POST-SCRIPT: I should have done this before, but I'd like to thank Ryan Kelly for providing the screengrabs for this post.


Roderick Heath said...

I'd say there's plenty of life in this blog as this terrific piece testifies, Bill. When it comes to violence, I was actually contemplating in watching the conflicts in Careful, He Might Hear You, in which a child becomes essentially a prop between two family members' rivalry, how much more emotional violence affects me in movies rather than the physical kind.

bill r. said...

Thank you, Rod. Maybe my shot-in-the-arm idea has worked.

Emotional violence packs an enormous whallop with me, too. I have a hard time with realistic depictions of bullying, for instance. One example is CARRIE -- okay, yes, it's over the top, by design, but Spacek's performance makes it horrifyingly plausible. Particularly rough is seeing her brief moments of happiness, but knowing what's in store. I'd have killed all those fuckers, too.

Roderick Heath said...

I'd've used my psychic powers to bring them back to life, just to kill them again, no fear.

Indeed, bullying in particular gets me in movies (and in life too, no fear). It's interesting you bring up a King work because he essentially built his fortunes initially on being one of the few people to understand and tap into that adolescent emotional carnage. Carrie is a very good portrait of it, too, in spite of the theatricality, because it shows how such things become cyclical.

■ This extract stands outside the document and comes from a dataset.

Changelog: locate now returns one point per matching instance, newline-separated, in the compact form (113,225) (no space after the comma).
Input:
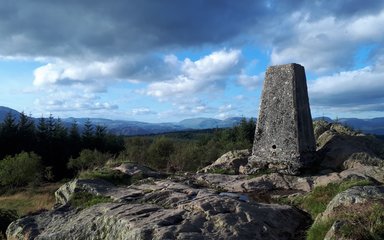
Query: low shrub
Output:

But getting back to your initial point, what strikes me as kind of odd about Michael Clayton when it comes to those assassins is why they're good at killing Arthur but so conveniently bad at killing Michael; Arthur's death is the highpoint of the film, and everything after slides further and further into formula. The coldness of Arthur's death has a sort of ugly truth in it Gilroy then had to studiously shy away from.

bill r. said...

Well, Rod, you are not, as they say, wrong. About the hitmen in MICHAEL CLAYTON, I mean. There presence becomes lazy, I agree, but I can't say the rest of the film following Wilkinson's death bothered me. Formula, maybe, but not ineffective. The hitmen thing is a bigger problem, because setting them up so brilliantly with the Edens murder leaves little room for error afterwards. It must be hard to figure out a way for your hero to not be killed by such people, but there must be better ways of going about it than the one Gilroy landed on.